Vol. 9, No. 21 Week of May 23, 2004

Pondering a partnership

Canadian independent wants to own as much of oil sands megaproject as possible; ready to delay completion dates to keep costs under control

Gary Park

Petroleum News Calgary Correspondent

Canadian Natural Resources remains undecided over whether to take on partners for its C$8.4 billion Horizon oil sands project in northern Alberta.

The Canadian independent has “talked to a number of people, but we’re still evaluating whether we need a partner or not,” Chief Operating Officer Steve Laut said after the company’s annual meeting May 6.

He said CNQ, as Canadian Natural is widely known, has the ability to tackle the mining and upgrading project alone, despite its inexperience in the oil sands field.

“We’d like to keep as much of it as possible,” Laut said.

First phase production in 2008

The Alberta Energy and Utilities Board approved an application that calls for a C$5 billion first phase to produce 110,000 barrels per day of upgraded bitumen starting in 2008, followed by a C$2.3 billion expansion to add 155,000 bpd in 2012 and a final stage costing about C$1.1 billion.

Horizon will tap an estimated 18 billion barrels of bitumen in 250 square miles of leases, with about 6 billion barrels recoverable using current technology.
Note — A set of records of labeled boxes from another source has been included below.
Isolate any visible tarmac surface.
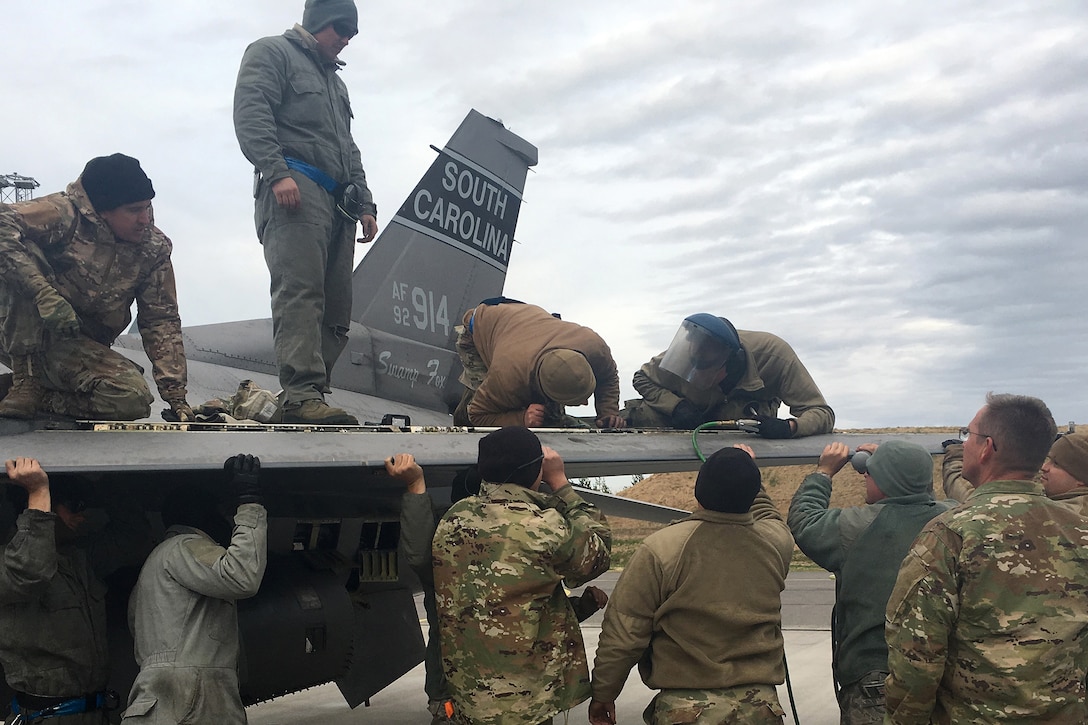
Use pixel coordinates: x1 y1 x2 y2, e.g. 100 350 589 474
246 572 839 725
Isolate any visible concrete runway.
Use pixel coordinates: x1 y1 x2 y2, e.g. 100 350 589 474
246 572 839 725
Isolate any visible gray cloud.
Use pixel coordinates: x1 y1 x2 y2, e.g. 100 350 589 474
0 0 1088 426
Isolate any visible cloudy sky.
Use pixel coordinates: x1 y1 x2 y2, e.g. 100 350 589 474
8 0 1088 427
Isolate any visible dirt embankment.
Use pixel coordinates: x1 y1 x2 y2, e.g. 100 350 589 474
609 428 955 568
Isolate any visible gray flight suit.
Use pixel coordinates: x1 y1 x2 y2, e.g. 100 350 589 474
122 504 268 725
0 502 151 725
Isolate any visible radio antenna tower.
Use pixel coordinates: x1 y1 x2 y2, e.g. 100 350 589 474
0 174 40 204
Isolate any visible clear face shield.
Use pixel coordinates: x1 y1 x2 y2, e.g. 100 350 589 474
660 320 733 390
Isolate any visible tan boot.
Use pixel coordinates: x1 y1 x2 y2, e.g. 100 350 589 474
283 397 359 426
0 356 42 420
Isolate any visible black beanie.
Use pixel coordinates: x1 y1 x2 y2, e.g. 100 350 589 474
79 153 154 211
695 447 763 514
477 426 544 488
302 0 359 33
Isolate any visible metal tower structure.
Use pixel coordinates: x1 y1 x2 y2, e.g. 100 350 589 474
0 174 40 204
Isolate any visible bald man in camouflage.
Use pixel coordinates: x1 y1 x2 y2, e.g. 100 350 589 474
885 394 1088 723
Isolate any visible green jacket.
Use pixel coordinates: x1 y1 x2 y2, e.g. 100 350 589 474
0 509 151 698
0 181 187 400
234 25 376 216
788 472 954 686
886 480 1088 723
628 330 834 438
123 504 268 725
593 490 793 702
433 482 611 725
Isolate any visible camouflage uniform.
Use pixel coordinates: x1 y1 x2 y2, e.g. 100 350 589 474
433 482 611 725
886 480 1088 723
0 181 186 420
642 685 786 725
0 502 151 725
941 444 1088 517
623 330 834 438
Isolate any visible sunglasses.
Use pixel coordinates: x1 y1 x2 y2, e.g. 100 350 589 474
333 21 359 38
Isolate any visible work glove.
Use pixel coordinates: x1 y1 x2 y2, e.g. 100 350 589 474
34 286 79 337
223 453 264 506
755 416 793 439
162 397 196 422
672 401 706 430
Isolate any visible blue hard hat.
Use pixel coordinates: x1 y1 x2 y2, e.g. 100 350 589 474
683 312 741 351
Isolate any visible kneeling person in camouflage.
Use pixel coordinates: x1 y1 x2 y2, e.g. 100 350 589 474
0 153 193 420
590 445 793 725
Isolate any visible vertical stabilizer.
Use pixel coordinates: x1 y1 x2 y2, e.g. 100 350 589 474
333 110 536 410
351 110 536 335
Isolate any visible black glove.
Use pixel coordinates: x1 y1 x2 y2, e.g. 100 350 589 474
223 453 263 506
755 416 793 438
162 397 196 422
672 401 706 430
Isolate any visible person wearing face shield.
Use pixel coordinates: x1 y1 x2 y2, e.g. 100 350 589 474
622 312 834 439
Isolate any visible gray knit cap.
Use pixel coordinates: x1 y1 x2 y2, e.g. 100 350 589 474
867 441 934 499
302 0 359 33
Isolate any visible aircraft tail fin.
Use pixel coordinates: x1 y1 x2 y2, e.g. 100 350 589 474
351 110 536 341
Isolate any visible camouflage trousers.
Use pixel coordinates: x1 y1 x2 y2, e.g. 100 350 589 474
454 324 592 428
839 671 888 725
642 685 786 725
2 335 154 420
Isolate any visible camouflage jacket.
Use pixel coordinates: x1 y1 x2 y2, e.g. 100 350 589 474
432 483 611 725
234 25 376 214
632 330 834 438
0 181 186 401
0 502 151 697
886 481 1088 723
463 304 619 426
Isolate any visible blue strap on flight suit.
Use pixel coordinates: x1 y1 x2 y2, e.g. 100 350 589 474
283 156 339 195
11 692 116 725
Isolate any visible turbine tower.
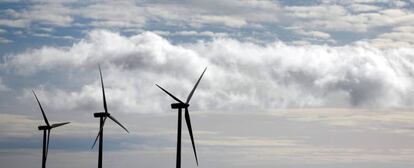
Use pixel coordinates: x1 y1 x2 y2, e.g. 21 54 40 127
155 67 207 168
91 65 129 168
32 90 70 168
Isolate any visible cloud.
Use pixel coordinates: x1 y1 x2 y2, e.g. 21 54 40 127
0 37 13 44
2 30 414 113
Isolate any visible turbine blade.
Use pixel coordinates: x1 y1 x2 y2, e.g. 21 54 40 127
108 115 129 133
52 122 70 128
32 90 50 126
185 67 207 104
98 64 108 113
45 129 50 162
155 84 184 103
184 108 198 166
91 117 106 149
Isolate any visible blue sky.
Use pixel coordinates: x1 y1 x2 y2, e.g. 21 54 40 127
0 0 414 168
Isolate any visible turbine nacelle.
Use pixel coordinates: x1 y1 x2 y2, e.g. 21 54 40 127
171 103 190 109
37 125 52 130
93 112 111 118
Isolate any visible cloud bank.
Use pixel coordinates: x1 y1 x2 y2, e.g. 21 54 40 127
1 30 414 113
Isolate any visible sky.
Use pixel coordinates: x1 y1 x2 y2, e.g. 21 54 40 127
0 0 414 168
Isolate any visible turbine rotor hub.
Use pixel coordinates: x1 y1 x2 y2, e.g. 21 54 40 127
171 103 190 109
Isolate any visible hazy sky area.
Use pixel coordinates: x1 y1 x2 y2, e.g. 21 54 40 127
0 0 414 168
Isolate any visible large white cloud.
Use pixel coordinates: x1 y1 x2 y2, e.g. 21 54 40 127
2 30 414 113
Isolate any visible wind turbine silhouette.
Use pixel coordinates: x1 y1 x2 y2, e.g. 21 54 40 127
91 65 129 168
155 67 207 168
32 90 70 168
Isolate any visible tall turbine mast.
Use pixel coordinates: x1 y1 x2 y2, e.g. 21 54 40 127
156 67 207 168
91 65 129 168
32 90 70 168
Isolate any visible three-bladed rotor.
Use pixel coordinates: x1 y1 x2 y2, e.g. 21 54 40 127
155 67 207 166
91 65 129 149
32 90 70 166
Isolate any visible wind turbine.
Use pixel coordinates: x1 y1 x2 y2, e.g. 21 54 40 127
155 67 207 168
32 90 70 168
91 65 129 168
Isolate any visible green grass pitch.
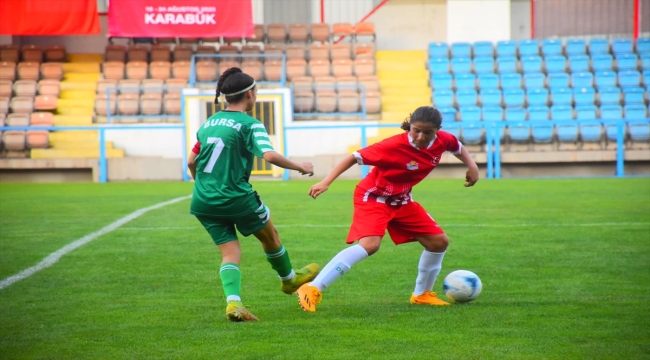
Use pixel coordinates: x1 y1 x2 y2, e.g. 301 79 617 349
0 178 650 360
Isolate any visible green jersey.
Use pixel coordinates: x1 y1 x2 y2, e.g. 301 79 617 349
190 111 274 217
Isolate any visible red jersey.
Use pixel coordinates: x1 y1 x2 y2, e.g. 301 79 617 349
353 131 462 205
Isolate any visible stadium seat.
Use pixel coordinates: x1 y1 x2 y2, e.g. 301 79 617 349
474 57 494 74
429 58 449 74
503 89 526 108
623 86 645 105
451 58 472 74
524 73 546 89
569 55 589 72
501 72 521 90
451 42 472 58
519 40 539 58
612 39 633 56
456 89 478 107
429 42 449 59
565 39 586 57
480 89 502 107
618 70 641 88
589 38 609 57
432 90 454 108
548 73 569 90
551 88 573 106
478 74 499 89
454 74 476 90
546 55 566 74
458 106 481 122
571 72 594 88
573 87 596 107
598 86 621 105
526 89 548 106
616 53 639 71
521 56 543 73
474 41 494 58
542 39 562 57
497 57 517 74
591 54 613 71
431 73 453 91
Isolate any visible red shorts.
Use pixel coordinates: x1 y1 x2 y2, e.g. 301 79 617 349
346 191 444 245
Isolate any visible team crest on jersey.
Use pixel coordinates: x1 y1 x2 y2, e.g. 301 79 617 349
406 161 418 170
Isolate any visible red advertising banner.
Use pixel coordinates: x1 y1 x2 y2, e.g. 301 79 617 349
0 0 100 35
108 0 255 38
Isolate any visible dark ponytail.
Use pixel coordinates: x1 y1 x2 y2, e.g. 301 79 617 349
214 67 255 104
400 106 442 131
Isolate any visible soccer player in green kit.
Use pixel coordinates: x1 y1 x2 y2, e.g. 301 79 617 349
188 67 319 321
The operating life is estimated at 42 years.

CNQ believes it needs a sustained West Texas Intermediate crude price of US$16 per barrel to generate an 8 percent after-tax return, which would rise to 15 percent with oil prices at US$23.

Laut said Horizon will be a “mega-project different from any other mega-project that’s been done in Alberta before.”
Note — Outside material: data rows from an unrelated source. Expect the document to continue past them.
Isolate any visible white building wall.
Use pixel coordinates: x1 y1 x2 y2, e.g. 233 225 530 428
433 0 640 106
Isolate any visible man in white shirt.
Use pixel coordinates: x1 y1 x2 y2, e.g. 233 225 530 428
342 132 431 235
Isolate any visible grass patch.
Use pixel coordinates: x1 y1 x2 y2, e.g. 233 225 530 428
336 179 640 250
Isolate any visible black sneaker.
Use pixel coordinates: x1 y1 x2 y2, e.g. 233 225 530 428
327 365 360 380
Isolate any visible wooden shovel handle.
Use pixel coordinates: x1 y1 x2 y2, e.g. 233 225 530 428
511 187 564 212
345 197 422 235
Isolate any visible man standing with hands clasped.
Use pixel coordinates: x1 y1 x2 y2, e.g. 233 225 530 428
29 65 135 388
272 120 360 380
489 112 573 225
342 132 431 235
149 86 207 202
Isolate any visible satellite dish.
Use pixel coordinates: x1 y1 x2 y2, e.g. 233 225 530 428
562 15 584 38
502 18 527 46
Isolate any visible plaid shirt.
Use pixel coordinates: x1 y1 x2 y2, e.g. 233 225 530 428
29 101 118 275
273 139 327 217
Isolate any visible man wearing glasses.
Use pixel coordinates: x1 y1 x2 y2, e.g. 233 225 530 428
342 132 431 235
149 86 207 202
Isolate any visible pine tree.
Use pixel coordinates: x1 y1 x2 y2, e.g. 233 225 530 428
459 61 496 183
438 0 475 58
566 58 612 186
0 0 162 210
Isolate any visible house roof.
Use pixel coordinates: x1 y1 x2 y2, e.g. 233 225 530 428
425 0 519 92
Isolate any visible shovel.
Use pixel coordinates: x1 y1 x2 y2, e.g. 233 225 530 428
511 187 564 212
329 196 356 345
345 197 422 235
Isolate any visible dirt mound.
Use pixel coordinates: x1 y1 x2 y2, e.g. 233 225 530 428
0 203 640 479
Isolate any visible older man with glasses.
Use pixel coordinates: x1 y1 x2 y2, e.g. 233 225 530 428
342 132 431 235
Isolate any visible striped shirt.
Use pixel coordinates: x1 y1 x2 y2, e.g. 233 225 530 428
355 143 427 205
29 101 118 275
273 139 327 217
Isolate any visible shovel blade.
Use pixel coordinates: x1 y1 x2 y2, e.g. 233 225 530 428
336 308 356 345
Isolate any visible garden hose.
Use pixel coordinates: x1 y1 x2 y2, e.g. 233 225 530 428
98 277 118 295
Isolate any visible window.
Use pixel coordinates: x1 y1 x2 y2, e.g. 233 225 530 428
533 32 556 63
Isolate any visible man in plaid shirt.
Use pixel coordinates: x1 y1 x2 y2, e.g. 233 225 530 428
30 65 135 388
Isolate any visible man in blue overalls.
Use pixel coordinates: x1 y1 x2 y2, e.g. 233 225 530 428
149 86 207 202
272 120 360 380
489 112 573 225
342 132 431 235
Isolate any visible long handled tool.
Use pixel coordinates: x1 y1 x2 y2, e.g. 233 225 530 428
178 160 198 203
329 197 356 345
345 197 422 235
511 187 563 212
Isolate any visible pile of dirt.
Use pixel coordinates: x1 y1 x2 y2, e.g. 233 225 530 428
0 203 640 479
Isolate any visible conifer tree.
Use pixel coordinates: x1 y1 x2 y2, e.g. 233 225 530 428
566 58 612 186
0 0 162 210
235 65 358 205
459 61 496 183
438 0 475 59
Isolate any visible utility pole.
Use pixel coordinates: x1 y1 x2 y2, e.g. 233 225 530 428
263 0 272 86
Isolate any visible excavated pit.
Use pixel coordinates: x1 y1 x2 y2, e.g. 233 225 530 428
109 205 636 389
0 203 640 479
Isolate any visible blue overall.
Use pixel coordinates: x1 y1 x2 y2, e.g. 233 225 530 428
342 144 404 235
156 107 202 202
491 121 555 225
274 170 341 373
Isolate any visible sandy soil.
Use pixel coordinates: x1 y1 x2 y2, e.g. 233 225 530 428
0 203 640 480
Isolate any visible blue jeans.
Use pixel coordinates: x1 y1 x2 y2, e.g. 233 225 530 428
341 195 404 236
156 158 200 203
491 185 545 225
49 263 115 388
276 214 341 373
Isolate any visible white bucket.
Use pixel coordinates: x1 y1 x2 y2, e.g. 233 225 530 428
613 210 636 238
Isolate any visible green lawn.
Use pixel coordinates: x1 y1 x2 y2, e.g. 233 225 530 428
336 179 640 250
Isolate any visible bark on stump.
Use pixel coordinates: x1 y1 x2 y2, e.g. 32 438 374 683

Cost control ahead of deadlines

Against a background of oil sands projects that have piled up cost overruns in the billions of dollars, he said CNQ will put cost control ahead of completion deadlines.

By taking a different approach on engineering, design and labor, Horizon will be “different from the fast track” strategies that have created problems for oil sands developers, he said.

Over the short term, Laut said CNQ will take a proactive approach to heavy oil marketing by increasing its capacity for blending synthetic and heavy crudes, including its “synbit” product that is attracting interest in the U.S. Padd II refining markets as an alternative to medium sour crudes from Africa and the Middle East.

He said CNQ is interested in construction of a conversion facility in Alberta to blend up to 250,000 bpd and, by this fall, hopes to expand its own blending capacity to 140,000 bpd.

Laut said that over the medium term the removal of equivalent volumes of heavy oil from markets in the form of crude oil blends should lower price differentials and enhance the economics of heavy and synthetic oil.

Meanwhile, CNQ has pushed its plans for a steam assisted gravity drainage project adjacent to the Horizon lease beyond 2012.

Real Doucet, vice president for oil sands, said last month that the company aims to utilize the initial infrastructure that the Horizon mining operation has created for the steam assisted gravity drainage venture, which is expected to produce up to 70,000 bpd.